The contest is still five hours away from ending, but everybody but me has either had to go home or given up, so I’m going to pack it in in a few moments, too.
We’ve made a fair amount of progress on the Meet and Greet problem, and are close, but not close enough unfortunately, and working alone I just don’t feel up to trying to fix it up. We also apparently have some progress on the math of the Eccentric Meet and Greet, but I don’t know how much of that ever got into the code.
We submitted answers only for the Hohmann Transfer Orbit problem and we’re currently at 261 out of 315 on the scoreboard, which puts us at about the 20th precentile—not a very good showing. What went wrong?
It took us ages to get to this point, but we’ve finally scored some points. Scenarios 1001, 1002 and 1003 are working well now, though we’re still somewhat baffled by a mysterious problem with 1004. (Despite using what looks like a very reasonable thrust vector to widen our orbit, we instead descend and crash into the earth.)
Last night was fairly depressing; we were pretty close, but couldn’t quite get our algorithm correct in time for a lightning round submission. We were trying to use a standard Hohmann transfer orbit, but for whatever reason we were using our position to calculate when we should do the second burn, rather than the time, and were doing our second burn too late. It wasn’t hard to fix today, but we were just too tired last night to be able to make this minor change.
The problem seems like a good one this year, and even better, it’s playing to our strengths. Paul is a computational geometry kind of guy, and building a VM sounds like a fun thing to me.
Before leaving home this morning, I registered us (as “shitamachino”—once again the contest organizers are using ISO-8859-1 for names, so we can’t enter as 「下町の⊥」)
Everybody wandered in between about nine and eleven this morning, and since then we’ve figured out the details of the problem, worked out the general strategy of our program, started writing the overall structure of it, assigned various tasks to people, and installed some useful libraries, including Conal Elliott’s vector-space.
The team is a bit smaller this year, just four of us: Paul (who was also with us last year), Travis, Bryan and me. We had quite a few other people interested, but they all vanished when it came time actually to sign up.
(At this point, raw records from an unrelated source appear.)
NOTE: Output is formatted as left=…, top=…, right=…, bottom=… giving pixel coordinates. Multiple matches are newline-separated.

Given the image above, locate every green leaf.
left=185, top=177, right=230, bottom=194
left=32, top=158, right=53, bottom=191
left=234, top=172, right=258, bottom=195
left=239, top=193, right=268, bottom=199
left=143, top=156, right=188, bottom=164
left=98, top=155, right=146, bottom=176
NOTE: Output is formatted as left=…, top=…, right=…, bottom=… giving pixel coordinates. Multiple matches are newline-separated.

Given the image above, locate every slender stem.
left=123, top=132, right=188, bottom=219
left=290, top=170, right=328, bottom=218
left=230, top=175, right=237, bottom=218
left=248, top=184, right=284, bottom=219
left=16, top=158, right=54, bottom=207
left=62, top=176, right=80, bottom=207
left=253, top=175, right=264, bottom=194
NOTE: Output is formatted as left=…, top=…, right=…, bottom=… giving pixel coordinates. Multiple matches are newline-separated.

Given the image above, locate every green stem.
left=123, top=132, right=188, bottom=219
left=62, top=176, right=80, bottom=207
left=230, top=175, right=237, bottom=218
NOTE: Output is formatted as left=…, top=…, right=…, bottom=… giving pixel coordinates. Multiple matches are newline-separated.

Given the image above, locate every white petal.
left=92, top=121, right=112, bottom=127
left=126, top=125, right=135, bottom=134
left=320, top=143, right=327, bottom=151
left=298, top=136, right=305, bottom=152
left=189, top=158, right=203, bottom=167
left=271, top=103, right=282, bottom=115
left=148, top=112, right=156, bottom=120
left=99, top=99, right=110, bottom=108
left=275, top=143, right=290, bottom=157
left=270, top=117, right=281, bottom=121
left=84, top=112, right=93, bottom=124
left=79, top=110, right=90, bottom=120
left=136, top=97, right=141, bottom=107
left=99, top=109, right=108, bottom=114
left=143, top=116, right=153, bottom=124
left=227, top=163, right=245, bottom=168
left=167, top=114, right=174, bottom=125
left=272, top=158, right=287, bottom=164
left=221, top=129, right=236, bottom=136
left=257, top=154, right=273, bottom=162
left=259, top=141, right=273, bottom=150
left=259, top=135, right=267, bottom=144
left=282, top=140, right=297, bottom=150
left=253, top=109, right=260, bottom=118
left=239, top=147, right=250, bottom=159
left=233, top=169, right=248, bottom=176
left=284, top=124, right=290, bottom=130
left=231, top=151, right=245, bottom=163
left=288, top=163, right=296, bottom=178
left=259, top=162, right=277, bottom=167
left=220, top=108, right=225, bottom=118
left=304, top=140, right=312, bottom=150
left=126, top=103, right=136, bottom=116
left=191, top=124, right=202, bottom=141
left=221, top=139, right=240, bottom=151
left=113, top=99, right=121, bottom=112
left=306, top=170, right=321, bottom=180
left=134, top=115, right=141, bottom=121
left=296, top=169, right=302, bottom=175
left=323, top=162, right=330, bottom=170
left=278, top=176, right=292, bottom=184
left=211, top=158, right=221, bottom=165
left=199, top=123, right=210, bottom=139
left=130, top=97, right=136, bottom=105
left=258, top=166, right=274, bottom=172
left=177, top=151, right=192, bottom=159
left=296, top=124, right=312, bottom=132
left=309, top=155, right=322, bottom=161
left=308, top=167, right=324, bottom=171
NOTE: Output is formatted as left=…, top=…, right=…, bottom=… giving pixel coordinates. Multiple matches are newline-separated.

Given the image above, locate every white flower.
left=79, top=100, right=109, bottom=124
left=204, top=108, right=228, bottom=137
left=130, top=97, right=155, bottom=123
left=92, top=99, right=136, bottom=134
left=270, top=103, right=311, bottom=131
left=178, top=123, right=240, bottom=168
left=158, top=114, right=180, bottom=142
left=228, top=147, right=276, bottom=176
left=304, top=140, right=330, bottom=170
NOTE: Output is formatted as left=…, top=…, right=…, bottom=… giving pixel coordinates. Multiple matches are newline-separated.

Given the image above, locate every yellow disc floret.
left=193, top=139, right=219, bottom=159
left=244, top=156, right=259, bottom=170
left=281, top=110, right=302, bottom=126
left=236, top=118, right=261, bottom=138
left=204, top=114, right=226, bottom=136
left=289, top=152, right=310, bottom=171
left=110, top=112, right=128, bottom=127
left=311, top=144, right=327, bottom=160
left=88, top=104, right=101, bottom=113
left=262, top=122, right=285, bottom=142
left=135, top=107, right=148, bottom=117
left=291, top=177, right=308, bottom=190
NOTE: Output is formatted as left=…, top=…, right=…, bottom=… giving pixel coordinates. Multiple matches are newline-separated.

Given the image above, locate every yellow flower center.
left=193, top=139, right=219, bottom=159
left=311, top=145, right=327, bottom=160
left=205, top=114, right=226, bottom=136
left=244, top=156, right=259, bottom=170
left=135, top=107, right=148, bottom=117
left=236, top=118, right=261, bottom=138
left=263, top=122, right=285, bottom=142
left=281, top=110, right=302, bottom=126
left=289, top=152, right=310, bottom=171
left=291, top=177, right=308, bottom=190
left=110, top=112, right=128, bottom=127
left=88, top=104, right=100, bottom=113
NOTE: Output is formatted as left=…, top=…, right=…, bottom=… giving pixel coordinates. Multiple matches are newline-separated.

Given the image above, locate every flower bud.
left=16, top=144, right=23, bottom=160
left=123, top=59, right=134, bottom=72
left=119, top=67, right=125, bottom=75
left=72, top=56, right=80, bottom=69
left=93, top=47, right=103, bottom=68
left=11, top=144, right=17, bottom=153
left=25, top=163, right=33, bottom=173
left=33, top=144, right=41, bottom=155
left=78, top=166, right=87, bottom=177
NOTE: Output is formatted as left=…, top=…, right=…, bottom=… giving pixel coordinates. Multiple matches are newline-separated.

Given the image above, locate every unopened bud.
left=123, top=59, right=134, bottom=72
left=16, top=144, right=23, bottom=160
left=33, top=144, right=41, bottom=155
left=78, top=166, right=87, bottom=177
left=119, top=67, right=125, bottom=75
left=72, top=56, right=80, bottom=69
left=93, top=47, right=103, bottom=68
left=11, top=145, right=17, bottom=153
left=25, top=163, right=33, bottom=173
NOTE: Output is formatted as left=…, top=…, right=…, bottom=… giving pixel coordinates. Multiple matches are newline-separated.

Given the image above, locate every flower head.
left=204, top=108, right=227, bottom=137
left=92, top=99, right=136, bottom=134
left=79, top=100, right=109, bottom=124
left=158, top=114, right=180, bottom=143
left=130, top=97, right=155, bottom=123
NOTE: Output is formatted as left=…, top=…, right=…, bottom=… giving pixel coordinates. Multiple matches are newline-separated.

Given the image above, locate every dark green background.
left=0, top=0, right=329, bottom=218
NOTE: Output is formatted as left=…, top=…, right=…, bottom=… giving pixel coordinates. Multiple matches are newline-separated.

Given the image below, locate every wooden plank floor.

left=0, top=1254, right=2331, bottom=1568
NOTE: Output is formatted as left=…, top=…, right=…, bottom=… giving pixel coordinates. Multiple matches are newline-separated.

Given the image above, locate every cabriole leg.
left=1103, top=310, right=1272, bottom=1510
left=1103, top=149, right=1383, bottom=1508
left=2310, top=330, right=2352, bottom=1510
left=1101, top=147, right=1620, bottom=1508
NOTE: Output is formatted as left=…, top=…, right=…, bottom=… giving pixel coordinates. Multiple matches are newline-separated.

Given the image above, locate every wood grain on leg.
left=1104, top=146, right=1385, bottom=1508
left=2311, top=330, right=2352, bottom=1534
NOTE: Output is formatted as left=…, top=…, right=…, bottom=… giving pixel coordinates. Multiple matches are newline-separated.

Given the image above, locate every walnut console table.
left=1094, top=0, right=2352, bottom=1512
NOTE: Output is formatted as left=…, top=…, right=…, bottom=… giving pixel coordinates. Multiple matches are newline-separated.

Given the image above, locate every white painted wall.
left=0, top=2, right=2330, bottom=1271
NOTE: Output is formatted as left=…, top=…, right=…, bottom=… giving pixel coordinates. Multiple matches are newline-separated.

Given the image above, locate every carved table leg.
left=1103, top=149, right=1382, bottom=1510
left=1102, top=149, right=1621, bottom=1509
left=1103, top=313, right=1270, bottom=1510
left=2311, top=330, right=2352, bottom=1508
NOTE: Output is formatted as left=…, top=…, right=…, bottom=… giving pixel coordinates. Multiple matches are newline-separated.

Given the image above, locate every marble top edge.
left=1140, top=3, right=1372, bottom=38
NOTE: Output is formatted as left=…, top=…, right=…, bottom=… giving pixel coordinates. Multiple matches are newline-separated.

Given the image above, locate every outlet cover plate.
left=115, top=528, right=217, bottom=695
That’s a bit unfortunate, I feel, because there’s no limit on team size this year, but shou ga nai, as we say in Japanese.
Material has started to appear on the contest web site, including a FAQ. Little clues have been scattered about, but of course these lead you in no particular direction; generally the meaning of them only comes clear after you know the contest problem.
We at Starling are starting to gather up all of our friends and gear up for the 2009 ICFP Programming Contest. There’s interest from about a dozen people this year, so it looks as if we’ll have quite the three day party!
With this many people, even though we’re (almost) all functional programmers, we don’t share a common preferred language and platform. This, of course, has provoked discussion. I thought I’d put forward here some of the criteria you should consider when thinking about what languages to use as you approach the contest.
I’m at ICFP right now, listening to Tim Sheard’s presentation on the ICFP 2008 Programming Contest as I write this blog entry. The information about the contest development was moderately interesting. As we knew, the server was written in ML; there were also two sample clients, one in 800 lines of ML (sharing about 500 lines of the server) and one in about 1400 lines of Haskell. Writing the clients was quite helpful to understand better the problem, and in fact they simplified the problem in several ways based on this experience.
There are some interesting language stats; it appears that Python, C++, Haskell, and Ruby are getting more popular (compared to 2003), and C, Perl and Scheme are getting less popular.
I was having a look through the blogs and code of some of the other competitors and found a few things of interest.
Greg Heartsfield’s entry was done in Haskell and in many ways seemed similar to ours. (Well, the code wasn’t formatted nearly as nicely. :-)) He didn’t use Parsec for the parser, and comparing the two parsers, I think ours (which did use Parsec) is a bit cleaner. But he did use the State monad for control, whereas we threaded the state through by hand. (I really should look at that State monad one day.) We both seem to be doing similar geometry stuff, though our typed, vector-based calculations seem nicer. I didn’t see him in the first final trial, though; I would have been curious to compare his results.
Some results have been made available. The first few trials of the lightning round were made available first, which just rubbed in the annoyance of forgetting to submit for that, but a few days later we also got the first seven trials of the final round, and we didn’t do that badly at all. (You can find us listed as “shitamachi no ue”.)
Apparently several contestants failed the first trial due to problems connecting to the server. One cause that there was some noise about was being able to connect when given an IP address, but not when given a hostname. That must have been rather frustrating.